Pinboard has become a part of my everyday online reading experience as I use it archive both a bookmark and the full text of any article I found interesting or that I plan to read later. My primary use of Pinboard is as a personal archive rather than a public bookmark sharing service, and I prefer it to Yahoo’s Delicious bookmarking service, although Pinboard has fewer options for sharing and tag management. For example, it does not support the Delicious style of aggregating multiple tags in tag bundles or the ability to share a bookmark with a specific user.

To start using the service, simply drag one of the Pinboard bookmarklets into your browser bookmark bar. The first style of bookmarklet can either open a new page or a popup window allows you to edit the URL, title, description, tags, and optionally mark the bookmark as private or “to read”. I use the send style of bookmarklet that Pinboard calls “read later.” This bookmarklet saves the page, automatically marks it as read later, and returns you to the place on the page where you left off without opening a new window or a popup. The “to read” status allows you to quickly build up a reading list without interrupting your workflow.

You can aggregate links posted to multiple services by configuring Pinboard to watch for links in your Twitter posts, Twitter favorites, or pages saved to Instapaper, Read It Later, Delicious, and Google Reader. You can easily save links from a BlackBerry or iPhone using a private email address from Pinboard. I find the ability to centralize my bookmarks from multiple services very convenient. Pinboard automatically expands any shortened links and stores the original URL. Full text search on Pinboard include the title, description, tags, and notes, but not the text contained in the pages themselves. Pinboard also allows you to narrow the results of queries with public vs. private status, starred status, and the source e.g. Twitter.

Pinboard offers a single paid add-on, that will archive the entire page, HTML, CSS, and images for each bookmark you save. You can then view the snapshot of the page, even if the original disappears. The cost for this is $25 a year minus your original sign-up price. Pinboard recently introduced a feature where all users can download an offline copy of the last 25 URLs saved. The developer says that he plans to eventually allow users to download their entire archive.

Pinboard offers multiple ways to import and export data including including a format compatible with that is compatible with Delicious. Pinboard offers both public and private RSS feeds of bookmark data including tag-based feeds. The Pinboard API is compatible with the Delicious API. This means that any application that uses the Delicious API should work with Pinboard by simply changing the URL to the API endpoint. Unfortunately, most bookmarking applications do not allow end users to change the API endpoint URL and few directly support Pinboard. On the Mac, both Delibar ($18) and Pukka ($17) desktop applications support Pinboard. The best solution for mobile devices is to use the Mobile web version of Pinboard. Update The Delibar touch application for the iPhone and iPad ($1.99) works with both Pinboard and Delicious. I recommend it.

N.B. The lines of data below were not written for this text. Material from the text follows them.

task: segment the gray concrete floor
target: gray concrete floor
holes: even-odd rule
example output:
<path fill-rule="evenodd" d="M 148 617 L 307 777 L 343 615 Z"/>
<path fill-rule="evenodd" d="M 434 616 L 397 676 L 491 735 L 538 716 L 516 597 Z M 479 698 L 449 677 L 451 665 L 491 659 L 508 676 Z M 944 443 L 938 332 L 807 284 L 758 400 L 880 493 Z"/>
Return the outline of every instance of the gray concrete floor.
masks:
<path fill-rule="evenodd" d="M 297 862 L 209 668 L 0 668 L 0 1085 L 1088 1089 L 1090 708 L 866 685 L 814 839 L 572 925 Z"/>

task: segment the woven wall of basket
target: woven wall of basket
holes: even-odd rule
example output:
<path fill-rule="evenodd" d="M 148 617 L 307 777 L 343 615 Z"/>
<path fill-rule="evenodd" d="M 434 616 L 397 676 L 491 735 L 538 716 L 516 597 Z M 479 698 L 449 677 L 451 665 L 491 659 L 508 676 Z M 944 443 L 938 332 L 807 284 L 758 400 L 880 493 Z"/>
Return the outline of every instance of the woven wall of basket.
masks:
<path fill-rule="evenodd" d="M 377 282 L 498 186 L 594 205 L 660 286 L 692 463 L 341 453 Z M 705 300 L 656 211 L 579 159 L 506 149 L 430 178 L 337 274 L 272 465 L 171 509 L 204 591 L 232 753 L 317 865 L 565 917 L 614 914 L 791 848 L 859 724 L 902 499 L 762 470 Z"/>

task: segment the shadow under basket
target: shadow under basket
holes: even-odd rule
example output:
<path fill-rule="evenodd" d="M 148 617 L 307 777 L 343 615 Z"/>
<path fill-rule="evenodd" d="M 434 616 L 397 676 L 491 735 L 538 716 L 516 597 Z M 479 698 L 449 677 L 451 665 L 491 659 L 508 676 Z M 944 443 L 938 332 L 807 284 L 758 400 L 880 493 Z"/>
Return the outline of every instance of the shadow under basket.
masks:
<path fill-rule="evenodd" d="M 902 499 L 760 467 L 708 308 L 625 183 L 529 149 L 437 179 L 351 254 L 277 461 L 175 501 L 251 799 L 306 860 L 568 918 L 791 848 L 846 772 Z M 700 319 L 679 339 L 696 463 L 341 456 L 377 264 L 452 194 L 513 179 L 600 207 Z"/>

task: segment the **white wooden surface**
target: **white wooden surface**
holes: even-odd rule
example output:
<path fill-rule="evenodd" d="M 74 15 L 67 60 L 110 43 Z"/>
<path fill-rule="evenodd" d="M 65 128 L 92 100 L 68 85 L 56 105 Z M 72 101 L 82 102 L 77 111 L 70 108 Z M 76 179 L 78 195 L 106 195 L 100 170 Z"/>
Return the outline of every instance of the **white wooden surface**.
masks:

Overall, Pinboard is an excellent option for storing and archiving bookmarks and I recommend it highly. The service is not free. Currently the price to join is $6.38 (Update $7.41) and the cost increases by a fraction of a cent for each new user. I like this pricing model as it is inexpensive and allows the developer to support the service without ads and without taking external funding. This leaves the service with a smaller, but more active user-base, and more importantly almost no spam. Recent Pinboard releases have improved bulk editing capabilities, but it is not currently possible to add or remove tags on a set of items returned from a search of your own bookmarks. Hopefully, the developers will eventually add this feature as it would make it possible to quickly and easily organize large numbers of uncategorized bookmarks. Update The developers added this functionality. Tag management is now far more flexible.

If the idea of social bookmarking seems foreign or the benefits do not seem clear, I highly recommend taking three minutes to watch the short and entertaining animated video Social Bookmarking in Plain English by Common Craft. What is Antisocial Bookmarking? is a nice post on the Pinboard blog by, Maciej Ceglowski, the founder of Pinboard explaining his reasons for creating the service.

* This article originally appeared as Why Pinboard.in Is My Favorite Bookmarking Service in my Messaging News “On Message Column.”

Update 2010-12-16 Mentioned feature additions, Delibar touch support, and price update.